La coupe est pleine. L'ultradroite française, qui ne vise qu’au folklore niaiseux ou à la tradition bêtasse, se targue de nous « affranchir de la culture gadget » et d’en « finir avec des créations élitistes et trop abstraites ». Le FN, en une forme d’anthropophagie symbolique dont il est coutumier (son nom reprend celui d’un mouvement de résistance communiste), cannibalise la mission culturelle de la République qu’il entend abattre.

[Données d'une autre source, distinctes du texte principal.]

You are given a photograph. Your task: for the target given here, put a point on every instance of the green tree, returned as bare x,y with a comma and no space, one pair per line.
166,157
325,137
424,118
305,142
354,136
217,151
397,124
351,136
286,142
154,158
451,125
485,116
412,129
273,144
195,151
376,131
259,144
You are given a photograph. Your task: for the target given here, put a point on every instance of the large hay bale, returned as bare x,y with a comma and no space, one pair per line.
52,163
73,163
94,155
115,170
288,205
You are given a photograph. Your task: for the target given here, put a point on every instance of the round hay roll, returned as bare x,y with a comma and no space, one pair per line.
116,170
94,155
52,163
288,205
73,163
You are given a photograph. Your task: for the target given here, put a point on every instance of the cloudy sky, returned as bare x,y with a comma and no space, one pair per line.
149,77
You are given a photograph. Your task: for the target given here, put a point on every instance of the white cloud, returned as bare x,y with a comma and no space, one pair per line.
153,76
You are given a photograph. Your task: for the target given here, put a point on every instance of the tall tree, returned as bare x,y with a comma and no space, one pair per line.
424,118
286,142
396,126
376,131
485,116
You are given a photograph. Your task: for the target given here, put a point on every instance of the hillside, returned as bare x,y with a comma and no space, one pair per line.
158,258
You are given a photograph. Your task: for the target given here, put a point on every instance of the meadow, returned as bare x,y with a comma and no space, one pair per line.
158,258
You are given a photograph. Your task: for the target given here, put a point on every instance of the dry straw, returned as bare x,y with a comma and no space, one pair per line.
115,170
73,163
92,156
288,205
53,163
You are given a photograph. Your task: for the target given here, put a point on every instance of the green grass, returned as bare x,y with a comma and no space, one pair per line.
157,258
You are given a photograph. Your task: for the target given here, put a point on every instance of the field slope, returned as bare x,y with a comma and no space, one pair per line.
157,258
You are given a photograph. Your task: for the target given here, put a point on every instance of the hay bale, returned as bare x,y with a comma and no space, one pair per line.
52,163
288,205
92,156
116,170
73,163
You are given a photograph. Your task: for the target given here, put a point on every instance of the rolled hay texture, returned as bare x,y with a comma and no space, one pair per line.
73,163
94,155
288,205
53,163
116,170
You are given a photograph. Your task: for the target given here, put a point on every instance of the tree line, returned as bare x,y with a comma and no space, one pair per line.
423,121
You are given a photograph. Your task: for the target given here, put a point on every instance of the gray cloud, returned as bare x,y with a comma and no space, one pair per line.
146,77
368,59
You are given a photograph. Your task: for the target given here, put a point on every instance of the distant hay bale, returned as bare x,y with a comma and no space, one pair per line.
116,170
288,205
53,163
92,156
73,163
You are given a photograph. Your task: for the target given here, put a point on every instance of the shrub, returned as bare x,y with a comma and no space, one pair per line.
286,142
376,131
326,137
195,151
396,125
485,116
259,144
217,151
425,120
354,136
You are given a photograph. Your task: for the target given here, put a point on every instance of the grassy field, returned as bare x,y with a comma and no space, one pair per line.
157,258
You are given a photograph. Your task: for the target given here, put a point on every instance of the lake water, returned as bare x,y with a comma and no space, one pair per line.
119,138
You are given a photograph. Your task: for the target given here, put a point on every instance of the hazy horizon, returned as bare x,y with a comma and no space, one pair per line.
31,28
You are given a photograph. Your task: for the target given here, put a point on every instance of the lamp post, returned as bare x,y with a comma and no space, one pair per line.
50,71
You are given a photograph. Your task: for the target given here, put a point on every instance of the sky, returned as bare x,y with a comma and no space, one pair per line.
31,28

Faut-il abandonner le nid occupé par ce coucou post-fasciste, ou bien se battre au nom des valeurs laissées en déshérence dont s’empare le national-populisme ? Christian Schiaretti a choisi de défendre et d’illustrer un théâtre national populaire ouvert sur le monde et l’altérité. Une telle parole, revenant à l’originel et l’essentiel, s'avère sans doute la meilleure réponse aux feintes du FN dans le domaine culturel…
Comment voyez-vous le monde ?
Christian Schiaretti. Comme inextricable. « Dénouer l’inextricable vie », telle était la mission qu’Antoine Vitez assignait au théâtre. C’est l’incompréhensible – et non le compréhensible – qui fonde le rapport que nous avons au monde. Je ne crois pas à une lucidité en surplomb, qui viendrait de la scène ou d’ailleurs. Je crois juste à une possibilité de se confronter au chaos. D’où mes compagnonnages littéraires. Quand Michel Vinaver forge une chambre d’échos en prise avec la mythologie grecque, il ne cherche pas une grille de lecture clairvoyante, mais se meut dans l’inextricable.
L’inextricable et le chaos du monde s’amplifient-ils sous nos yeux ?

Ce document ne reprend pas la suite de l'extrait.